I think the ruling, although resulting in an unfortunate situation for the young man, is correct. The laws that were in place at the time a will was written should be followed. It is the individual's job to update their will to make sure their wishes are carried out as intended.

Right now, many people seem to be looking at it only from the viewpoint of this scenario, which is that, since current thinking is more open, the previous law should be discarded in favor of the newer interpretation. But people don't always realize that it could go the other way. There could be a law in the future that limits a certain aspect of distribution of assets. Should a will from before that time have to follow a newer, stricter law that was not in place when the original was made?
 
I'm learning, right now, people's wishes and even notarized documents are not always recognized as legal in estates.

Get your documents done well, folks.
 
I guess the lesson is, have your will and estate plan reviewed on a regular basis so that your wishes are conveyed in a manor that complies with current law.

My mom had her will and estate planning done in 1975, the year I turned 18.

First issue I ran into was using her long term care insurance. The company she bought it from said they needed me to have a Power of Attorney to pay her claims. I did have a Durable Power of Attorney for Medical, but not a POA. Estate planning attorney contacted them and told them a POA is not needed for long term care insurance. Their response was that this was not insurance, but an investment product. Fortunately, mom was mentally and physically able to sign a POA, otherwise, I was looking at the expense of going to court to get an order forcing them to make the payments without a POA.

After she passed, and I sold her house, which was in a trust, the Escrow officer balked at the trust. It was 3 paragraphs on 1 page, notorized, and recorded with the county. He said trusts are typically dozens of pages, if not more. He faxed it to his legal department.

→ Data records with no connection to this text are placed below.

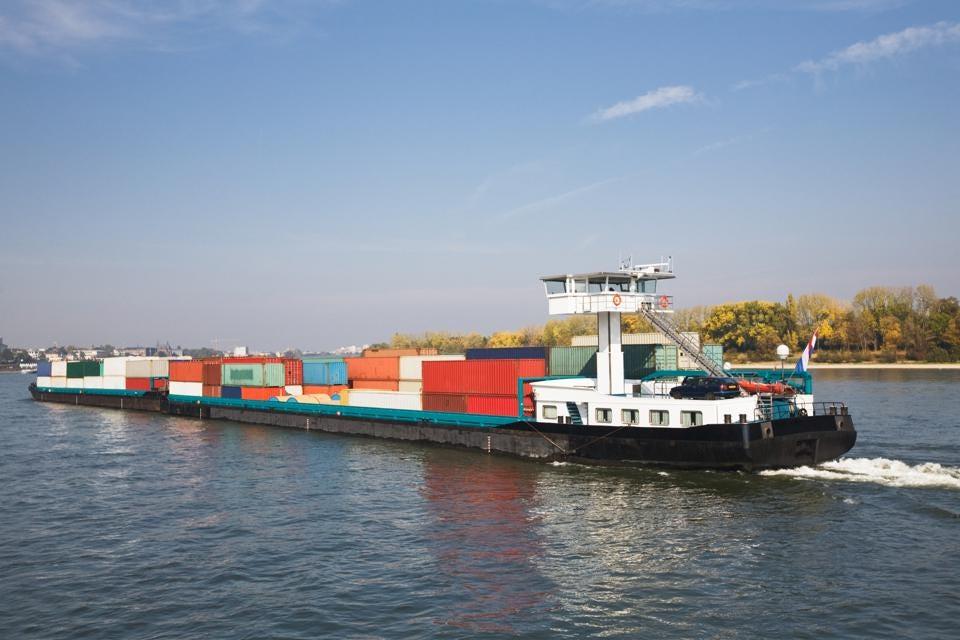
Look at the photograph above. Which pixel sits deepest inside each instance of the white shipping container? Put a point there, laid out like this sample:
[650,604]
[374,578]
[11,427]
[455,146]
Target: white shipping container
[186,388]
[411,386]
[114,382]
[411,367]
[385,399]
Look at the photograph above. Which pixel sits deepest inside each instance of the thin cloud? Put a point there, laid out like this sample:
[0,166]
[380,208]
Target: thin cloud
[656,99]
[887,46]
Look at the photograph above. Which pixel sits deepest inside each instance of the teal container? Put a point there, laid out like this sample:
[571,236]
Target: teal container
[573,361]
[253,375]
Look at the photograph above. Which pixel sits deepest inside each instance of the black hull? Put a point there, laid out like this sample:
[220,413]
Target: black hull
[792,442]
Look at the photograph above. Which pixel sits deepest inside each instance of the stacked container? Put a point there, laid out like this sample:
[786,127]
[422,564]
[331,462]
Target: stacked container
[479,386]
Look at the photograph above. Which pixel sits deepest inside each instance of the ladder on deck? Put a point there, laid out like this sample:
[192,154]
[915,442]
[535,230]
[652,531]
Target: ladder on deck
[669,329]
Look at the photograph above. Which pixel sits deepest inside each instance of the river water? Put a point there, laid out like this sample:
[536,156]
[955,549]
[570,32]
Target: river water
[124,525]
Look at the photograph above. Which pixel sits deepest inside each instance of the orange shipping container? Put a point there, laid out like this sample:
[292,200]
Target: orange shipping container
[329,389]
[260,393]
[186,371]
[379,385]
[378,368]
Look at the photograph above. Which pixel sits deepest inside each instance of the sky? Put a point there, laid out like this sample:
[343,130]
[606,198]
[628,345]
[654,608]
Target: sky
[294,173]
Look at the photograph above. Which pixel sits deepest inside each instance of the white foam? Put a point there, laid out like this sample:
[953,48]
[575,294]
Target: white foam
[891,473]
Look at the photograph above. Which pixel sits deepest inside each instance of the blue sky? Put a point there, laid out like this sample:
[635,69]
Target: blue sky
[291,173]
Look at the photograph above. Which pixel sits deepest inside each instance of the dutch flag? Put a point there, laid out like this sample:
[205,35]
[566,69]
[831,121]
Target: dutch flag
[804,360]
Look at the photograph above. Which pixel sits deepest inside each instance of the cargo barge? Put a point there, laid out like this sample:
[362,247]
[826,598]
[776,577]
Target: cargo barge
[606,419]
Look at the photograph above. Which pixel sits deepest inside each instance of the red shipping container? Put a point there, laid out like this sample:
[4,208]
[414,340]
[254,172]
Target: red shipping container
[446,402]
[480,377]
[496,405]
[260,393]
[186,370]
[212,372]
[329,389]
[138,384]
[292,371]
[380,385]
[385,368]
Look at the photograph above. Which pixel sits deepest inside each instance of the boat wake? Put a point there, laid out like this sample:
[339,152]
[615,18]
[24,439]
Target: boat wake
[891,473]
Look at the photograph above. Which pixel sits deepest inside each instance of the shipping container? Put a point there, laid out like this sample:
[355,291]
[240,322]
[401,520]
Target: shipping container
[260,393]
[186,371]
[139,384]
[381,385]
[410,386]
[497,405]
[253,375]
[411,367]
[445,402]
[573,361]
[211,372]
[385,399]
[507,353]
[330,390]
[375,368]
[394,353]
[489,377]
[324,372]
[292,371]
[178,388]
[114,382]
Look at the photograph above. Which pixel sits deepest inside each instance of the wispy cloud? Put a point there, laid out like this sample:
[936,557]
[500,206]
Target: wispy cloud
[656,99]
[546,203]
[64,27]
[887,46]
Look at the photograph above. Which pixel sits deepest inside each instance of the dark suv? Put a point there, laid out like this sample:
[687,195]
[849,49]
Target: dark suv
[698,388]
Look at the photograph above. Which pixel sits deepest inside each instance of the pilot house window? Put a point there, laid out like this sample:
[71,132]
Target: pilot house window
[659,418]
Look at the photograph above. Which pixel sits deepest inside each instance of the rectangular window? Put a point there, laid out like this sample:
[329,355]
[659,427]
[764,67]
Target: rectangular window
[691,418]
[659,418]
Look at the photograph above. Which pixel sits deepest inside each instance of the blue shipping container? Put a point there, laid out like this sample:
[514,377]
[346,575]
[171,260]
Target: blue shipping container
[508,353]
[324,372]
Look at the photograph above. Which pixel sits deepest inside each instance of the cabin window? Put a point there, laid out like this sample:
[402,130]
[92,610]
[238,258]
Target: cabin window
[659,418]
[691,418]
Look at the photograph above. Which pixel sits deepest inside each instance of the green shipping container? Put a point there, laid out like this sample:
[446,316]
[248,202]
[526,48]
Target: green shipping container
[253,375]
[84,368]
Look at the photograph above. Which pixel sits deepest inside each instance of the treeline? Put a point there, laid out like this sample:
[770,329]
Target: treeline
[880,323]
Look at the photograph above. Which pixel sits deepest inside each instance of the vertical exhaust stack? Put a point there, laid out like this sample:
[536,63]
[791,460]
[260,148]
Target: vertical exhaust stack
[609,294]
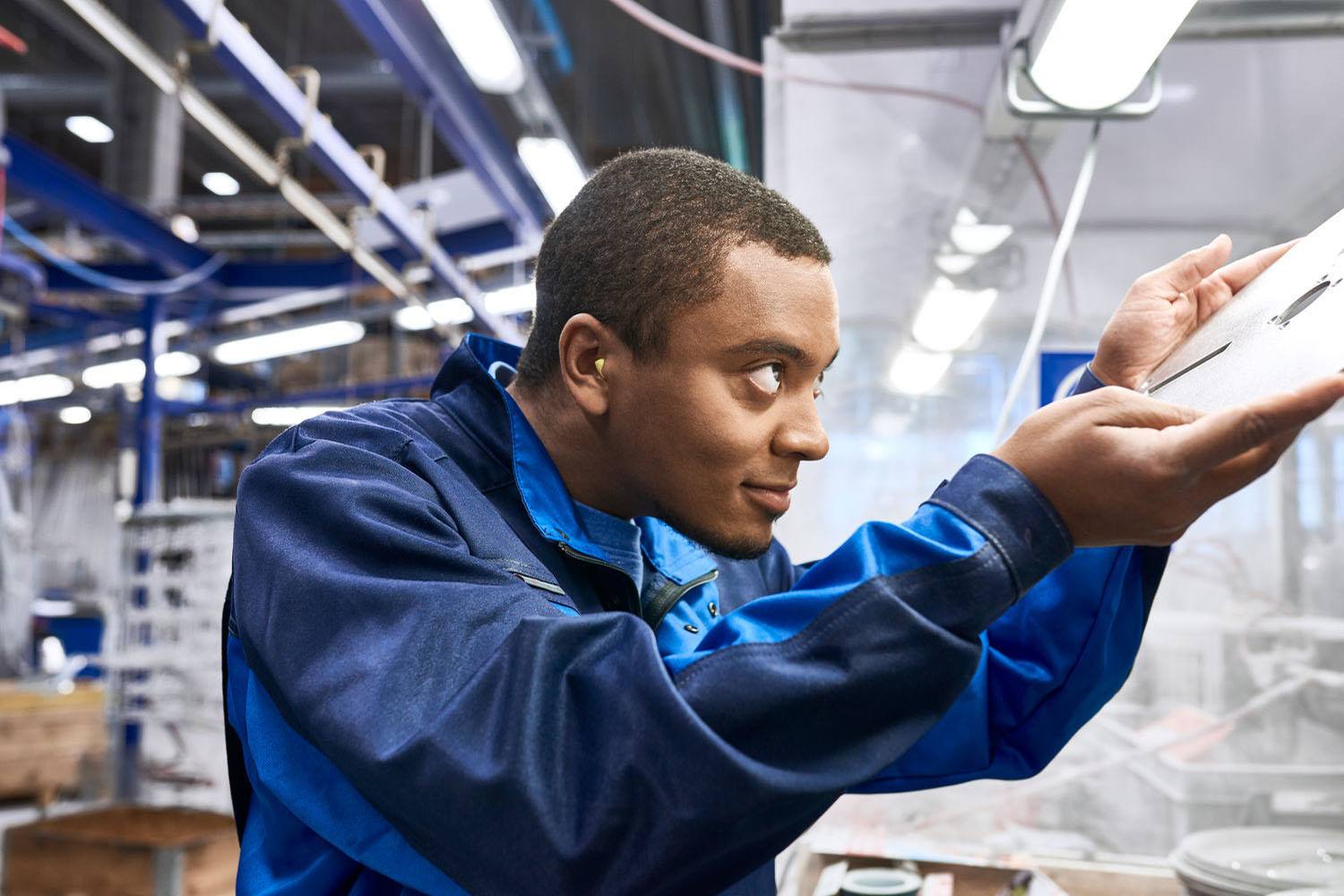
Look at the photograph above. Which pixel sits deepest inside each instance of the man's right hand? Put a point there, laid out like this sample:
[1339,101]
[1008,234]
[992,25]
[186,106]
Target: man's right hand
[1123,468]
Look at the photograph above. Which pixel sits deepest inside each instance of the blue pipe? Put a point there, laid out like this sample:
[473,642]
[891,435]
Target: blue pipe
[559,43]
[74,195]
[406,35]
[150,414]
[115,284]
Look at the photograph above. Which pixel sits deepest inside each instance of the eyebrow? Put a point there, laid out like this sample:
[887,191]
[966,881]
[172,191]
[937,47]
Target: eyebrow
[776,347]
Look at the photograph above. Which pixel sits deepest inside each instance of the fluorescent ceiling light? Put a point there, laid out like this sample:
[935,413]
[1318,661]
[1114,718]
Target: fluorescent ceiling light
[292,341]
[185,228]
[75,414]
[1091,54]
[115,374]
[288,416]
[970,237]
[89,129]
[444,311]
[480,42]
[954,263]
[177,365]
[134,370]
[916,371]
[510,300]
[220,183]
[949,316]
[554,168]
[35,389]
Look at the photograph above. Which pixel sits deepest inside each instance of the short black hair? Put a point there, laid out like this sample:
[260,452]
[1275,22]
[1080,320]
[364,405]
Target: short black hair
[647,238]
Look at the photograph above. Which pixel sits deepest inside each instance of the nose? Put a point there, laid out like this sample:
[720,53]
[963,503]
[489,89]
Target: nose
[801,435]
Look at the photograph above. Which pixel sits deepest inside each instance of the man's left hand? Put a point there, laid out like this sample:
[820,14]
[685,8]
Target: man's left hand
[1164,306]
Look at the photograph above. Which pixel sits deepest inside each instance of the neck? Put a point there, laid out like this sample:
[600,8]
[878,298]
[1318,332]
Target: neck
[590,470]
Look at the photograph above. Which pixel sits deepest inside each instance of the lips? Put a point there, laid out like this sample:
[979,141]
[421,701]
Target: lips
[771,498]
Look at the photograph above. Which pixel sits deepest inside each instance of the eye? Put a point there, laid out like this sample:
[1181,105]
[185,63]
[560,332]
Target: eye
[769,378]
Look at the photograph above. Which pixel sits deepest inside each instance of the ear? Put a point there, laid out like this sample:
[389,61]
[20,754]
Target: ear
[583,340]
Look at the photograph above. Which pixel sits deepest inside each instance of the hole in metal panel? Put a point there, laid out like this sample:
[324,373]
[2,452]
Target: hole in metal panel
[1190,367]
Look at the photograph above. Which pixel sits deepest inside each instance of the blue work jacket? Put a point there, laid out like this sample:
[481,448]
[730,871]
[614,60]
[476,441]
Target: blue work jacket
[445,675]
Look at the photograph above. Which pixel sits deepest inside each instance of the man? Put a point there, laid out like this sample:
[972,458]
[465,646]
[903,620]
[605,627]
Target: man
[534,634]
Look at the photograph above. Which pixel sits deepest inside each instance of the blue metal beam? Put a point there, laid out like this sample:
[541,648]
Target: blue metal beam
[75,195]
[238,50]
[406,35]
[298,274]
[311,397]
[559,43]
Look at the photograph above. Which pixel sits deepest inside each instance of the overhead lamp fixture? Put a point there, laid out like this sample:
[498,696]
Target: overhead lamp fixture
[183,228]
[553,166]
[951,316]
[89,129]
[480,42]
[954,263]
[444,312]
[132,370]
[916,371]
[75,414]
[288,416]
[1088,56]
[513,300]
[35,389]
[969,236]
[510,300]
[292,341]
[220,183]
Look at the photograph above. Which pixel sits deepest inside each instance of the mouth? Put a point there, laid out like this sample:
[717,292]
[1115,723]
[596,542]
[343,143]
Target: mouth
[773,498]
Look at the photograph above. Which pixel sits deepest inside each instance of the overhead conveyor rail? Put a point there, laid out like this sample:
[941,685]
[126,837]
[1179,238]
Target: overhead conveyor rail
[297,115]
[261,164]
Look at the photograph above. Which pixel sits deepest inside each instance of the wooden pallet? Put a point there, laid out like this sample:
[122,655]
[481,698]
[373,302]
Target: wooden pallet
[125,850]
[50,742]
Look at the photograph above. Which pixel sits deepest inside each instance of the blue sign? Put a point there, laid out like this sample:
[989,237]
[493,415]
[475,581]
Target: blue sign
[1059,373]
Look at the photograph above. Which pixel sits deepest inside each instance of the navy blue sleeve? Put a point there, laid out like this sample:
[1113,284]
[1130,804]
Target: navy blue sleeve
[518,748]
[1047,665]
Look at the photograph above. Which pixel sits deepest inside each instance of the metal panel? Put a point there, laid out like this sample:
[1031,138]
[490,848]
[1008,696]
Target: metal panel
[406,35]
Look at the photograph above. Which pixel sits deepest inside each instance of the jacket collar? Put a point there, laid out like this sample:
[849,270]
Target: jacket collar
[502,427]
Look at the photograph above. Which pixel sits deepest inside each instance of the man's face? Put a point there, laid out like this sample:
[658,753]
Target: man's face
[714,432]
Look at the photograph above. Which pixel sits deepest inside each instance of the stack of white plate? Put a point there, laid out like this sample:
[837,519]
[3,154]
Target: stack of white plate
[1258,861]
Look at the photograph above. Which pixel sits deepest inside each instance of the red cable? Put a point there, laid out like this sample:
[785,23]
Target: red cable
[11,40]
[703,47]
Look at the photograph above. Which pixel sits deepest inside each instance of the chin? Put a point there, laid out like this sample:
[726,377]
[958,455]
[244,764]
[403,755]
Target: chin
[745,543]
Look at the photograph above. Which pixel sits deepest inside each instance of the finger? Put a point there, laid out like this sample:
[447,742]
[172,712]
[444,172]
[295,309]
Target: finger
[1236,474]
[1222,285]
[1188,271]
[1244,271]
[1126,409]
[1218,438]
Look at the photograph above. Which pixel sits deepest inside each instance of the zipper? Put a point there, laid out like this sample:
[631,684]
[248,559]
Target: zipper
[586,557]
[540,583]
[661,605]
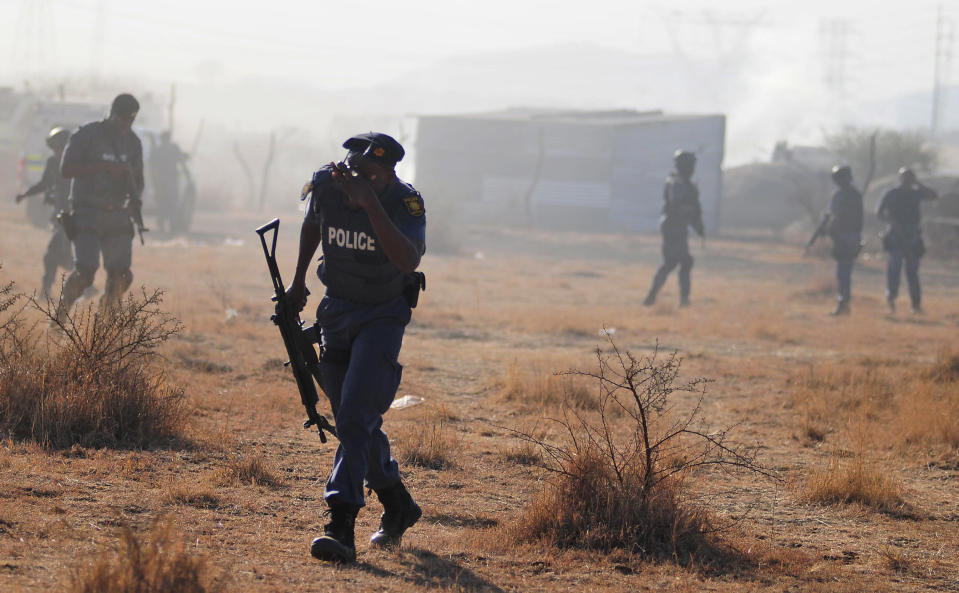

Fortunately one of the lawyers was an old timer, and recognized it was what the county used to have at the recorders office for people wanting to just put real estate in a trust. It was legal, and it was free. They stopped using the form when the Estate Planning attorneys put up a stink. They charge about $1,000 for putting together a trust, and felt the free form was costing them money!
 
Her will read Descendants. Is a child out of wedlock still not a Descendant?

Will's are a person's wishes. They are followed loosely to begin with or not at all if the will does not match the deceased person's financial makeup.

IF someone wants something to go to someone, name the PEOPLE, update your will as your financial situation changes, the end.
 
I think the ruling, although resulting in an unfortunate situation for the young man, is correct. The laws that were in place at the time a will was written should be followed. It is the individual's job to update their will to make sure their wishes are carried out as intended.

Right now, many people seem to be looking at it only from the viewpoint of this scenario, which is that, since current thinking is more open, the previous law should be discarded in favor of the newer interpretation. But people don't always realize that it could go the other way. There could be a law in the future that limits a certain aspect of distribution of assets. Should a will from before that time have to follow a newer, stricter law that was not in place when the original was made?

Agreed.

Furthermore, since it was law when the will was written, one might assume that the person in question knew her out of wedlock decedents were excluded. When the law changed a year later, her failure to update the will could be seen as desire to leave things the way they were. Distasteful as I might consider it, some people do hold grudges against out of wedlock children, and when it comes to who they leave their money too, that's their right. I haven't seen any evidence that the old law was also in conflict with her wishes.